In babies with symptoms of NEC, a diagnosis can be confirmed if an abnormal gas pattern shows up on an X-ray. This looks like a bubbly or streaky appearance of gas in the walls of the intestine.
In severe cases, air escapes from the intestine and shows up in the large veins of the liver or the abdominal cavity. A doctor may insert a needle into the belly to withdraw fluid to see whether there is a hole in the intestine.
How Is Necrotizing Enterocolitis Treated?
When NEC is diagnosed or suspected, treatment begins right away. It includes:
- temporarily stopping all feedings
- nasogastric or orogastric drainage (inserting a tube through the nose or mouth into the stomach to remove air and fluid from the stomach)
- IV (given into a vein) fluids for fluid replacement and nutrition
- antibiotics to treat a possible or confirmed infection
- frequent exams and abdominal X-rays
- a consultation with a pediatric surgeon to discuss surgery, if needed
- in severe cases, surgery may be needed right away
The baby’s poop is watched for blood and the baby’s belly size is checked regularly. A hole in the intestine or an infection in the abdominal cavity will make the belly swell. If a baby’s belly is so swollen that it affects breathing, extra oxygen or a breathing machine (ventilator) will help the baby breathe.
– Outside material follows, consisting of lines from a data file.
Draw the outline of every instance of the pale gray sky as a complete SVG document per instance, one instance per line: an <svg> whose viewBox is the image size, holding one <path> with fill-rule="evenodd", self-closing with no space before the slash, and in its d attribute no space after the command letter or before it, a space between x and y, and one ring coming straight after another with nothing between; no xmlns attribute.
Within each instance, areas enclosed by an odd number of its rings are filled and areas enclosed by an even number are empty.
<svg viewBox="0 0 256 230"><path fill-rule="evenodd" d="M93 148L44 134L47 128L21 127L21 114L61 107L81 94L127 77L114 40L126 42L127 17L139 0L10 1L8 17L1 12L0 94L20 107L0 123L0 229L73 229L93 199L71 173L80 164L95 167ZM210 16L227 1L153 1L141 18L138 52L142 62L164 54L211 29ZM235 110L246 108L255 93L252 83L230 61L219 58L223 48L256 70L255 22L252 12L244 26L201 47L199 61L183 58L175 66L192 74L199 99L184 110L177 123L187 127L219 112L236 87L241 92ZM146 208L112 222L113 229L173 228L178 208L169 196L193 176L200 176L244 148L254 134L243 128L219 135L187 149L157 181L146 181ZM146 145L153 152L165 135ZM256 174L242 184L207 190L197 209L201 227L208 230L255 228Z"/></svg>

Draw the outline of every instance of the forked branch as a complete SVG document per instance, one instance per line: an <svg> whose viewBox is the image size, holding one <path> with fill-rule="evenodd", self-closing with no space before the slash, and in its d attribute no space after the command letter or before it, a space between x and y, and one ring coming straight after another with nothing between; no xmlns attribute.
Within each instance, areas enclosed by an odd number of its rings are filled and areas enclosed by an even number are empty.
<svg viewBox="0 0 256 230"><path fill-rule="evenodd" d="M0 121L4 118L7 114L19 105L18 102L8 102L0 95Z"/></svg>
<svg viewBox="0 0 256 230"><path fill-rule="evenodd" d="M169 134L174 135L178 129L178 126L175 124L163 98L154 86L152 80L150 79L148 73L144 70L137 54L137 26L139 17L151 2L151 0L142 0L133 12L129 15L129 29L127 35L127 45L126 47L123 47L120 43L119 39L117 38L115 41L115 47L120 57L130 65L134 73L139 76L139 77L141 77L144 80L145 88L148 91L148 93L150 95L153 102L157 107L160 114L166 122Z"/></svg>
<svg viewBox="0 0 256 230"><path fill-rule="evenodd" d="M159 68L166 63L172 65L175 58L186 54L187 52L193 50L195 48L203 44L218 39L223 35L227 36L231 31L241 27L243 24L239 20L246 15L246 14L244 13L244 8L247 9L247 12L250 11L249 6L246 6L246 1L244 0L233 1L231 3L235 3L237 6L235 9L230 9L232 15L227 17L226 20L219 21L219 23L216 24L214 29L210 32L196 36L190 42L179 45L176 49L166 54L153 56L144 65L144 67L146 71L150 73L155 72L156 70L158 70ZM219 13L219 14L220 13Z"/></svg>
Also, blood tests will look for bacteria and check for anemia (a decrease in red blood cells), thrombocytopenia (low platelet count), and other things.
After responding to treatment, a baby can be back on regular feedings after a week or two. When feedings start again, breast milk is recommended. Breast milk is beneficial for babies with NEC because it is easily digested, supports the growth of healthy bacteria in the intestinal tract, and boosts a baby’s immunity — which is especially important for a preterm baby with an immature immune system.
For mothers who can’t breastfeed or provide enough breast milk, doctors may recommend giving the baby pasteurized human breast milk from a milk bank, which is considered a safe alternative. Special formula may also be used. These formulas provide nutrition for premature babies, and are safe and effective.
Some babies will need surgery if their condition gets worse despite medical care. The surgeon will look for a hole in the intestine and remove any dead or dying intestinal tissue. In some cases after this removal, the healthy intestine can be sewn back together. Other times, especially if the baby is very ill or a large section of the intestine was removed, an ostomy is done.
To make an ostomy, surgeons bring an area of the intestine to an opening on the abdomen (stoma) so that stool can safely exit the body. A second surgery may be done in 1–3 days to re-examine the intestines. If an ostomy is made, it will be closed 6–8 weeks later, after the intestine is fully healed and healthy again, and any inflammation in the belly has cleared up.
What Can I Expect?
Most babies who develop NEC recover fully and do not have further feeding problems. In some cases, the intestine may be scarred, narrowed, or blocked. If so, more surgery might be needed.
Malabsorption (when the intestine can’t absorb nutrients normally) can be a lasting problem from NEC. It’s more common in babies who had part of their intestine removed. A baby with malabsorption may need nutrition delivered directly into a vein until the intestine heals well enough to tolerate feeding.
If your baby has NEC, it’s normal to worry. And not being able to feed your baby can be frustrating — infants are so small, it just doesn’t feel right to stop feedings or take away that precious bonding time. But that might be the best thing for your baby during treatment. And remember, there’s a good chance that your baby will be back on regular feedings soon.
In the meantime, ask a member of your care team what you can do to care for and bond with your baby. There are ways you can help. Members of your care team are eager to support you and your baby on the path to recovery.